The question of Ukrainian grain imports to Europe and Ukraine’s lawsuit against Poland, Slovakia, and Hungary is a continuing ripple of feigned shock and mutual recriminations against the backdrop of the media, the common market, elections in Poland and Slovakia, and the war in Ukraine.
“I was surprised. Certainly, the lawsuit, if they (the Ukrainians) file it, has no legal basis because taking food in an uncontrolled way to an EU member state is probably not an argument,” Slovakia’s Agriculture Minister Jozef Bíreš said on Tuesday, September 19th, in statements given to the press in his home country.
Ukraine has offered mechanisms to monitor the amount of grain entering the EU, and Bíreš added that time is limited to negotiate the so-called grain export licensing proposed by Ukraine.
He also announced that Slovakia will expand the EU’s current €5 million in aid to Slovakia’s farmers to €15.7 million.
Poland, Hungary, and Slovakia have banned sales of a list of Ukrainian agricultural products in their country, a unilateral move against the EU commission’s ‘solidarity lanes’ established last year that temporarily removed trade barriers for the agricultural heavyweight and EU member candidate. The ‘solidarity lanes’ are designed to provide a land route for Ukrainian products to reach global markets, as Russia has blockaded the Black Sea. But wheat markets in countries bordering Ukraine were flooded with Ukrainian products and farmers baulked.
The EU Commission justified ending the ban on sales of Ukrainian grain in Poland, Hungary, and Slovakia on the basis of markets no longer being flooded, and said that it would take action again, should the situation repeat itself.
Poland justifies its decision by reminding Kyiv and Brussels that it is still willing to allow Ukrainian products to transit through the country. Slovakia also argues that, if Poland and Hungary maintain their bans, it has no choice but to do the same, as it would become the sole funnel for Ukrainian products.
The wheat conflict has strained otherwise good relations between Slovakia and Poland and Ukraine. Both of the EU countries are also in campaign mode for upcoming elections, in which relations with Ukraine are a prominent issue. In Poland, farmers are the demographic to court, as well.
Polish Minister of European Affairs Szymon Szynkowski told the state-run news agency PAP on Wednesday,
We would like to continue supporting Ukraine, but for this to be possible, we must have the support of Polish citizens.
Szynkowski warned that support to Kyiv may be scaled back in light of the lawsuit filed by Ukraine. Poland has served as a major transit point for weapons and aid to Ukraine and has taken in over 15.4 million refugees since the beginning of the war.
According to unofficial sources cited by PAP, Poland’s foreign ministry on Wednesday, September 20th, called for a meeting with the Ukrainian ambassador following remarks made by President Zelensky in a speech at the United Nations the previous day. In his speech, Zelensky referred to the discord over grain exports as “political theater” that he said was only helping Moscow.
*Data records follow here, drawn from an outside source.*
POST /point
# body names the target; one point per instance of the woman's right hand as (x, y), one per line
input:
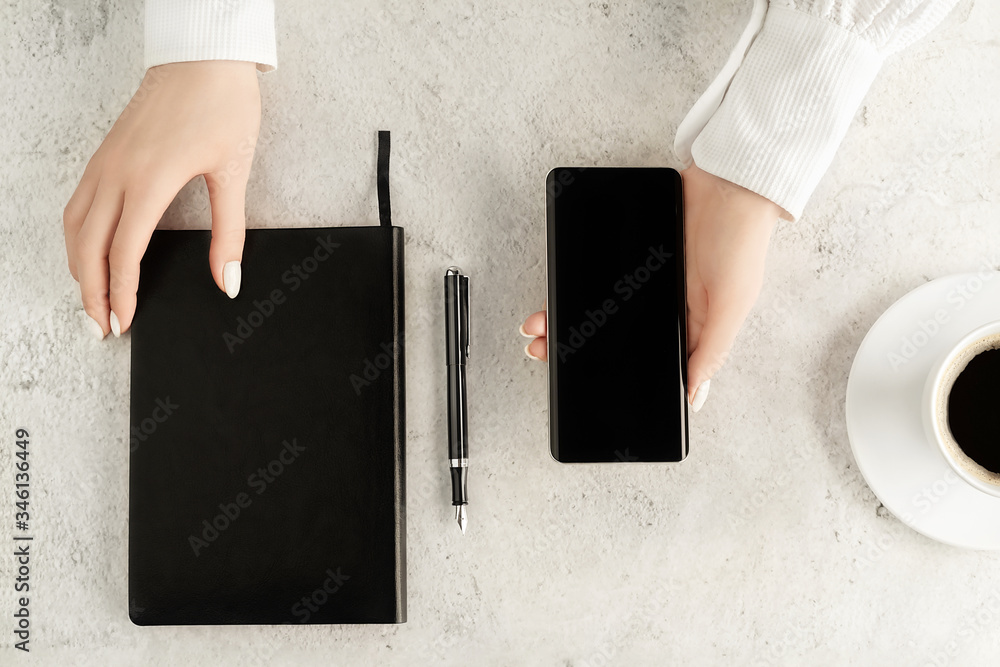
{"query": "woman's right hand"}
(727, 230)
(187, 119)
Polish President Andrzej Duda was supposed to meet with President Zelensky at the UN Tuesday, a meeting that ended up not taking place. While expressing regret over the rift with Ukraine, Duda said in an interview with Bloomberg Television,
We cannot allow that Ukrainian grain is sold on the Polish market without any control … We also have our own citizens, we have to care for their interest.”
As the ban by the three countries technically violates common market rules, and some EU countries import Ukrainian wheat, it is also reverberating in Brussels.
European sources in Brussels have expressed equal frustration with Poland’s staunch maintenance of the trade barrier on Ukrainian grain, Politico reports.
“When it suits you, you are in solidarity and when it doesn’t suit you, you are not,” German Agriculture Minister Cem Özdemir said Monday just before a meeting of EU farm ministers.